Despite launching the career of James Brown and spawning major hits like “The Twist,” Cincinnati-based King Records fell into relative obscurity. The studio on Brewster Avenue was once a bustling hive for both country and R&B recording artists, but was closed in 1975 and all but forgotten in the years that followed.
A new educational initiative led by King Studios LLC — a collaboration between Xavier University and the neighborhood of Evanston — seeks to change that.
The King Studio’s Traveling Suitcases are a set of five different kits filled with replica historical objects and lesson plans in key subject areas. K-12 Cincinnati teachers can check out a suitcase for a week at a time from local nonprofit Crayons to Computers, which is handling pick-up and drop-off logistics.
The cases were fabricated by the Cincinnati Museum Center and contain curricula developed by a group of classroom teachers and Xavier professor Dr. Christine Anderson in one of five subject areas: Great Migration, Civil Rights, Science, Math and Music.

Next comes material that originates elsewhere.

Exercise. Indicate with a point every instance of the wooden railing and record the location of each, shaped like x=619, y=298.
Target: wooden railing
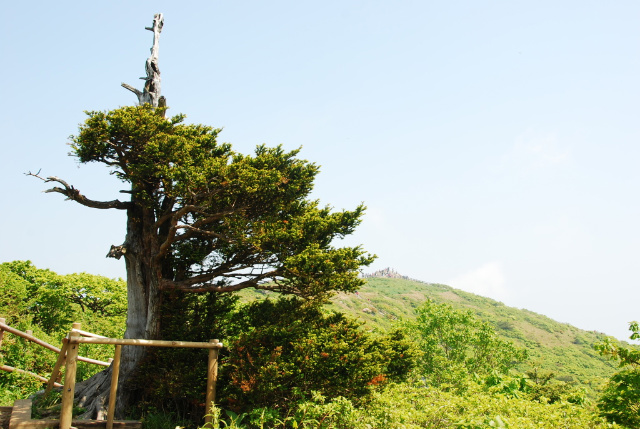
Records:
x=68, y=356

According to education committee co-chair Sean Rhiney, who also serves as director of the Eigel Center for Community-Engaged Learning at Xavier, the traveling suitcase project has been eight years in the making. Part of the reason for the long period of development is that the cases were collaboratively made, drawing on community and teacher feedback to ensure they would be relevant in today’s classroom.
“We started by asking teachers how they would share the King story," says Rhiney. "We heard back ‘Well, we’re limited in class time,' so they worked with us to develop the suitcases with tested subjects.”
The King Records story is a unique one. “King was innovative in that everything happened under one roof — recording, promotion, publicity and pressing," says Rhiney. "Very few major studios were doing that at the time and King was independent."
King was also special in that it blended genres, bringing together African-American and Appalachian artists during a time when strict segregation was the norm. These parts of King Records' history are woven throughout the lesson plans in the traveling suitcases, which Rhiney says are a fun, powerful way to tell stories while reinforcing core subjects.
Rhiney is excited about how the traveling suitcases will make Cincinnati history relevant to young people. “It’s our history and I think it’s important," he says.
The first cases were made possible in part by support from the Elsa Heisel Sule Foundation and the Charles H. Dater Foundation, but the goal is that the program will grow; there are plans to create five more suitcases, if funding is available.